Question

Assign the position of the element having outer electronic configuration

(i) ns² np⁴ for n = 3 (ii) (n - 1)d² ns² for n = 4, and (iii) (n - 2) f⁷ (n - 1)d¹ ns² for n = 6, in the periodic table.

Answer 1

(i) Since n = 3, the element belongs to the 3^rd period. It is a p–block element since the last electron occupies the p–orbital.

There are four electrons in the p–orbital. Thus, the corresponding group of the element

= Number of s–block groups + number of d–block groups + number of p–electrons

= 2 + 10 + 4

= 16

Therefore, the element belongs to the 3^rd period and 16^th group of the periodic table. Hence, the element is Sulphur.

(ii) Since n = 4, the element belongs to the 4^th period. It is a d–block element as d–orbitals are incompletely filled.

There are 2 electrons in the d–orbital.

Thus, the corresponding group of the element

= Number of s–block groups + number of d–block groups

= 2 + 2

= 4

Therefore, it is a 4^th period and 4^th group element.

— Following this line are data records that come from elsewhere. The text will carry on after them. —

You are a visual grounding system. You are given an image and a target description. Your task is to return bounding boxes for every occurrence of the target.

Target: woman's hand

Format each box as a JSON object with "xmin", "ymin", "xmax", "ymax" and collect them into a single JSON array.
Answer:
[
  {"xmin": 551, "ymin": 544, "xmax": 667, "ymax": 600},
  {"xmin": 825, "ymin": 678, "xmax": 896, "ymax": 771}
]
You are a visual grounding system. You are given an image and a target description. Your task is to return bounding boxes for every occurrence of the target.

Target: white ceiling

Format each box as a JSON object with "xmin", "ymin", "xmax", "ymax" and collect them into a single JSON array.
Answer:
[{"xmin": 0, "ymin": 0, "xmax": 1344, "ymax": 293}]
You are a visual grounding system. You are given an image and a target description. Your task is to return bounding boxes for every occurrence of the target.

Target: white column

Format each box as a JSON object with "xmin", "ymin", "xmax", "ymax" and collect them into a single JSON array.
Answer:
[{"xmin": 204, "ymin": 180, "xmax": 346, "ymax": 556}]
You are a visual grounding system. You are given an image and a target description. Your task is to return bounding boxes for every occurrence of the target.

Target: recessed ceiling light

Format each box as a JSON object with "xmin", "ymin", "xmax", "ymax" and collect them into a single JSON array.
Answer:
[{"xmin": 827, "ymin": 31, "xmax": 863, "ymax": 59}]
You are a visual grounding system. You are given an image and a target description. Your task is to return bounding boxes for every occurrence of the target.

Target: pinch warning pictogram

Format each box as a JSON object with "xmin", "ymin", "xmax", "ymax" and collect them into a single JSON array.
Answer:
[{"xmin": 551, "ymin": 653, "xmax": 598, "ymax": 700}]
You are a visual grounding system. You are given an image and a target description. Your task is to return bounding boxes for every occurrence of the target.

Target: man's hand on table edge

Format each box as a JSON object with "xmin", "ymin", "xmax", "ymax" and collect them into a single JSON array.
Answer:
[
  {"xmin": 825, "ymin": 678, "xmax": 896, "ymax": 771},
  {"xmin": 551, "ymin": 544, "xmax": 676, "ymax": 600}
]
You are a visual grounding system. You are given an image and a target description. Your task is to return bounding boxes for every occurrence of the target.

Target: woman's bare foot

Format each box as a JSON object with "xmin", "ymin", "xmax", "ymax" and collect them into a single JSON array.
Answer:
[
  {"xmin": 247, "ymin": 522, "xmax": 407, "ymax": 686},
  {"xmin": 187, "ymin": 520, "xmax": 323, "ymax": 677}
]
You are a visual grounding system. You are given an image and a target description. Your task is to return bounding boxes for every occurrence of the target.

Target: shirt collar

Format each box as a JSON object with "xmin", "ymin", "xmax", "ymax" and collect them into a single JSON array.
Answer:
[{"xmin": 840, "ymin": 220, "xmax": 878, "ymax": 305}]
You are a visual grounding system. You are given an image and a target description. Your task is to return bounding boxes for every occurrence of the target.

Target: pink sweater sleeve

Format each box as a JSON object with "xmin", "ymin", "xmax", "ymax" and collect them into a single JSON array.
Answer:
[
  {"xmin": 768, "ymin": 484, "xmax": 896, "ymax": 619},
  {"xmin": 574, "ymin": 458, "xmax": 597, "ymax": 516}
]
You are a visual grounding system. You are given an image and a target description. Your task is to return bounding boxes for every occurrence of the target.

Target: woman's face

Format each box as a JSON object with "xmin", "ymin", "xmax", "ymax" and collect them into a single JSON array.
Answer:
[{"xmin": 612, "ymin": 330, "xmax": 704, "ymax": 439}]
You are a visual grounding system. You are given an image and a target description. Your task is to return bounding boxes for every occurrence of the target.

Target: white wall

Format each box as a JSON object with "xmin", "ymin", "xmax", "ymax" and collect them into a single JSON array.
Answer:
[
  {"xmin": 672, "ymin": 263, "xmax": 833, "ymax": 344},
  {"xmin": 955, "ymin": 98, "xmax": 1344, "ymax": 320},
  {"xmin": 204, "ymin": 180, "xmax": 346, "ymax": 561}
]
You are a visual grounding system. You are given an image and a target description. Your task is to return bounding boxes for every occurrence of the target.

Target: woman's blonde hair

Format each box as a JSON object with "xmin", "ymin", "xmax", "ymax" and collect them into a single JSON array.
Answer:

Hence, the element is Titanium.

(iii) Since n = 6, the element is present in the 6^th period. It is an f –block element as the last electron occupies the f–orbital. It belongs to group 3 of the periodic table since all f-block elements belong to group 3. Its electronic configuration is [Xe] 4f⁷ 5d¹ 6s². Thus, its atomic number is 54 + 7 + 2 + 1 = 64. Hence, the element is Gadolinium.